• zülfü livaneli'yi çok sevdiğim için daha fazlasını beklemiştim. böyle çala-kalem bir roman değil...

    http://kitapbocegim.blogspot.com.tr/…-livaneli.html
  • sayın livaneli'nin tüm eserlerini okudum. fakat bu roman olmamış. karakterlerin derinliği olsun, kurgu olsun, mekanların havada kalması olsun gerçekten oturmamış. böyle buyuk yazarların böyle romanlarını görünce yayınevlerinin yazarlarla nasıl bir sözleşme yaptığını düşünüyorum. aleleacele sıkıştırılmış, bir evrensellik, biraz geleneksellik dur bir şehir kültürü koyayım derken ortaya 154 sahifede anlatılmaya çalışılan bir çorba çıkıyor. saygılar efendim.
  • huzursuzluk denince aklıma ilk gelen şey anksiyete oluyor. insanın hayatını çekilmez bir hale getiren. her şeyin en kötüsünü düşünerek hayatın zevk alma iştahı bırakmayan lanet bir şey bu. birde gittikçe hayatında ki en ufak şeyleri bile takıyorsun ya, hatta kendinin bile güldüğün, yahu bu takılır mı dediğin şeyleri takıyorsun hayatın ne bir zevki kalıyor nede başka bir şeyi. çok başa çıkma yolu var da halledene kadar ne kafa bırakıyor ne hayattan zevk alma isteği
  • serenad dan sonra okuduğum ikinci zülfü livaneli kitabidir
    bilip gozumuzu kapattigimiz, duyup kulagimizi tikadigimiz çaresizligin, acımasızlığın kaleme alindiği güzel ve bir o kadar acinakli hikaye. daha aciklisi yeryüzünde kaç kadının hikayesi bilinmez. ortadoğu coğrafi olarak bu kadar dibimizdeyken, cehalet bu kadar içimize işlemiş iken korkmamak, dusunmemek pek mümkün değil. ve o en sade en zarif en net cümle, kitabın belki de en akılda kalıcı cümlesi ben bir insandım göğüs kafesine bir öküz oturtacak cinsten. 2017 nin başında çıkan bu kitap bence kendinden söz ettirecek türde.
  • kitap içinde bir beddua var ki "allah uyuz versin de tırnak vermesin" diye çok haşin be. nerden buluyor, hatırlıyor, yazıyor bu adam bunları yahu :)
  • çok kıymetli zülfü livaneli' nin son kitabına verdiği isimdir.
    ısid zulmünü yaşayan ezidilerin hikâyesidir huzursuzluk.
    hem öğretici hem sürükleyici bir kitap. okuyun bilgilenin.
  • yerde bularak okumaya başladığım hüzünlü kitap.
    yutkunduruyor, sinirlendiriyor, üzüyor ama tüm olanlara rağmen dünya yerinde duruyor..
    --- spoiler ---

    ben bir insandım.
    --- spoiler ---

    işbu entry ile kitabı iett otobüsünde unutan/bırakan kişiye teşekkür ediyorum.
  • yer yer barindirdigi siirselligi* ile hayran birakan, kanimca farkindalik yaratmayi amaclamis livaneli romani. uzerinde biraz daha calisilsaymis bir serenad olabilirmis. okurken alelacele yazilmis izlenimi verdi bana. olsun yine de, bu haliyle bile guzel. herseyden once bir livaneli klasigi..
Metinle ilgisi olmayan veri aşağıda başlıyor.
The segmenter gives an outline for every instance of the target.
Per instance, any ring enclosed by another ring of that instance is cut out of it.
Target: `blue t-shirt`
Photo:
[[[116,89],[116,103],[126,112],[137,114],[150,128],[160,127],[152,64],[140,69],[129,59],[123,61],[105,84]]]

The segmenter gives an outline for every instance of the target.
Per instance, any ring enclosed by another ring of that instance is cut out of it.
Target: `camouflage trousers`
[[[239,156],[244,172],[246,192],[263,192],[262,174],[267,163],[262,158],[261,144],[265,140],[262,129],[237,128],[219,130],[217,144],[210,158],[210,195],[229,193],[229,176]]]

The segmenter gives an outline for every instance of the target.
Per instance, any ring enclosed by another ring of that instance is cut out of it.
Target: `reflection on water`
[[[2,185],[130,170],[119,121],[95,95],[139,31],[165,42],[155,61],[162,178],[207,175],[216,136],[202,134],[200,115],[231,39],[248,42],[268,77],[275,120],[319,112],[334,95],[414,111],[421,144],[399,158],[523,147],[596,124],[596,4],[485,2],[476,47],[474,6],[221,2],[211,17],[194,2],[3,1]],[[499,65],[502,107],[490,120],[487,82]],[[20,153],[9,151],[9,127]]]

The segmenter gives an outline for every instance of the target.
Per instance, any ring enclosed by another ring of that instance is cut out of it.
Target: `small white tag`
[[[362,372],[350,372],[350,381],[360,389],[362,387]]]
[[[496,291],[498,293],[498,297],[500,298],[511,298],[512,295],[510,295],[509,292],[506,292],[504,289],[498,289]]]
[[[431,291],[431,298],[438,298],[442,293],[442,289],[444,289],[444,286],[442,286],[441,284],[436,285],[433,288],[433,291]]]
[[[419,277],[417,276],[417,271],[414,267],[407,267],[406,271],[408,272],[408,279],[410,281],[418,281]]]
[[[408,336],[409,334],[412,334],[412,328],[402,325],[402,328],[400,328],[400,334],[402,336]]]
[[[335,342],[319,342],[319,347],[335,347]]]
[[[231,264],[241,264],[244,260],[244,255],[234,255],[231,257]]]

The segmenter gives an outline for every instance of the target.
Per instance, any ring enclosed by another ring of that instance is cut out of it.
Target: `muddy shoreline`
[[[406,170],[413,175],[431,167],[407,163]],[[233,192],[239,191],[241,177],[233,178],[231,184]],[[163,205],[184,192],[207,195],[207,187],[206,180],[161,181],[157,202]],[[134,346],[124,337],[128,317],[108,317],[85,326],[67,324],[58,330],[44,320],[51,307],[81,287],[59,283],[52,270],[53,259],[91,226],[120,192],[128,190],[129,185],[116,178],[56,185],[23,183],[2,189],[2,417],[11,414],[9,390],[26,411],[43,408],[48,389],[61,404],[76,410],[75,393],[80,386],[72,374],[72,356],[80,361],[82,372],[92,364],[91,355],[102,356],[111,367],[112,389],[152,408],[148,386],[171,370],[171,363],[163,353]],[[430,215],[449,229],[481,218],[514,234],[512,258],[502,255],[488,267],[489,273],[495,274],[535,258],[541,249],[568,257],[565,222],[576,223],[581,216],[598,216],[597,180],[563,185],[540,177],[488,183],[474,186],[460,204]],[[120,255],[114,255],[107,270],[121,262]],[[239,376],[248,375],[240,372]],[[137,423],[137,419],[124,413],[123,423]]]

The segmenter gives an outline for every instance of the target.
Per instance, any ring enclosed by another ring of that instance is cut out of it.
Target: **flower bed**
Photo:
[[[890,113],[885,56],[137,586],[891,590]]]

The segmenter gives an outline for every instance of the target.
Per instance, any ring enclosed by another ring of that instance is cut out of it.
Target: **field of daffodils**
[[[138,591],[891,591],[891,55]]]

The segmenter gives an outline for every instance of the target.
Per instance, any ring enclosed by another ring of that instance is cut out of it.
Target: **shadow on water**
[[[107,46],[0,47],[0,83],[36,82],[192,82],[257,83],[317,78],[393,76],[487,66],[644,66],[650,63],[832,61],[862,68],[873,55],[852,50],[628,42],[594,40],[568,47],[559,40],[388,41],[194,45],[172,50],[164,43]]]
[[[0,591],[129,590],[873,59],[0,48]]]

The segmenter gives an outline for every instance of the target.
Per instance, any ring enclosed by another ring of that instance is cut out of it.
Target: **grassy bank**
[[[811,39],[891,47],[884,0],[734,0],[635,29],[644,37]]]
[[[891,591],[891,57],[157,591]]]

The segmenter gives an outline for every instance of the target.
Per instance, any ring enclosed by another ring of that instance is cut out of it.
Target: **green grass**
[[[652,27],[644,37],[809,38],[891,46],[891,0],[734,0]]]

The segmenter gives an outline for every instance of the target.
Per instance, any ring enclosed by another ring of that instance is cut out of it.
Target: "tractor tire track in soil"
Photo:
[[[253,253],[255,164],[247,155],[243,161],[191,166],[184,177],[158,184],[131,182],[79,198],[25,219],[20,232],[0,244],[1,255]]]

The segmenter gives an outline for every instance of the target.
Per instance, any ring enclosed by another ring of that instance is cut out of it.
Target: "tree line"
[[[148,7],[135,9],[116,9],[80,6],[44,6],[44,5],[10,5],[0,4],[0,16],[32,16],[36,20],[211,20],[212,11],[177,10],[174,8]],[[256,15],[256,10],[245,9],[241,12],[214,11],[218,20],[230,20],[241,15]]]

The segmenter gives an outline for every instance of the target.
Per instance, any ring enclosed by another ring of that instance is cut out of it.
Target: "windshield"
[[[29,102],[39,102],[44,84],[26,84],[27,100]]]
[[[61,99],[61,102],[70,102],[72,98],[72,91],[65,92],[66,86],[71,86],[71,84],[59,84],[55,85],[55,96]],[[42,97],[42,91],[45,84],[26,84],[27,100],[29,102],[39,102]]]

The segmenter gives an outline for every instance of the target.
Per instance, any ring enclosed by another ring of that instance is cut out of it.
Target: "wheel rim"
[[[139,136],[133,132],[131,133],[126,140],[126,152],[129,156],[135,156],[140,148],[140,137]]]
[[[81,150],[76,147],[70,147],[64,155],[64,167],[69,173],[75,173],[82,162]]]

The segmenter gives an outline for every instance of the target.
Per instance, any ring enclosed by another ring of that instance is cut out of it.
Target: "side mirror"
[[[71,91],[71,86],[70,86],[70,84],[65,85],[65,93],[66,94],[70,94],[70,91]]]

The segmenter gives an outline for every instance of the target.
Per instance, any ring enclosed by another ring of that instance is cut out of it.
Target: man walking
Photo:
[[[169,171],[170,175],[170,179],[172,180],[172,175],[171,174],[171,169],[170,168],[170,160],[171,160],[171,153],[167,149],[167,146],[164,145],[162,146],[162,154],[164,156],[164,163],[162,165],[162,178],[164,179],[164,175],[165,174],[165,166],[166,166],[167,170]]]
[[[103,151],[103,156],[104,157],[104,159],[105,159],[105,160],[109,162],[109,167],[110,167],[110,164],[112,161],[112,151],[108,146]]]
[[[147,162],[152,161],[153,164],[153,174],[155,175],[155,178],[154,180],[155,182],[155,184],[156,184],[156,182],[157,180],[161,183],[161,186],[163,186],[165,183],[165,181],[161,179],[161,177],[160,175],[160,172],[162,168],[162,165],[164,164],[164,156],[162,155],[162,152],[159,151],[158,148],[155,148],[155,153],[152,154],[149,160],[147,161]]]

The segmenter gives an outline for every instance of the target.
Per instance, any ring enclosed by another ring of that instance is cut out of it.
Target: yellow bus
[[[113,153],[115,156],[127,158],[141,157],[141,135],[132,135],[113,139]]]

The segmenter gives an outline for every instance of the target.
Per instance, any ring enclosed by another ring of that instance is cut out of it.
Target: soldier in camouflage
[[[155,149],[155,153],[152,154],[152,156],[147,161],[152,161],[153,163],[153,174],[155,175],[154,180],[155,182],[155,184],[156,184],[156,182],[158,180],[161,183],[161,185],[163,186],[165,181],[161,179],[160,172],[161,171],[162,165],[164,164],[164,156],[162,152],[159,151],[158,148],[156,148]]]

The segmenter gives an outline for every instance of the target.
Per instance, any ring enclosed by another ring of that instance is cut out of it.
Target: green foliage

    " dünya bir penceredir, her gelen baktı geçti " yunus emre.

    "coğrafya kaderdir" ibni haldun.
  • bir arkadaşın da yorumda belirttiği gibi konstaniyye oteli'nden acayip sıkılmış bir daha livaneli okumamak gibi kendime bir söz vermiştim.

    ama çok satanlarda görünce ve birkaç arkadaş övgü dizince bu sözümü hemen unutuverdim.

    internet üzerinden iki günde ulaşan kitaba dün akşam başladım ve gerçekten arkadaşlarımın söylediği gibi elimden hiç bırakmadan aynı akşam bitirdim.

    mardin ve çevresini bilenler için çok etkileyici bir kitap.
    bölgeyi bilmeyenler içinse konusu oldukça etkileyici zaten.

    şimdi herkese tavsiye ediyorum, okumalısınız. mutlaka...
  • zülfü livaneli nin içimi acıtan kitabı.hakikaten bir huzursuzluk çöküyor içinize, hayata başka bir taraftan bakma isteği uyandırıyor.
    ışid zulmünü , ezidi halkının çaresizliğini okudukca ilahi adaleti sorgulamanıza neden oluyor. ben sevdim , diğer kitapları gibi akıcı, yalnız sonu biraz yarım kalmış gibi geldi bana.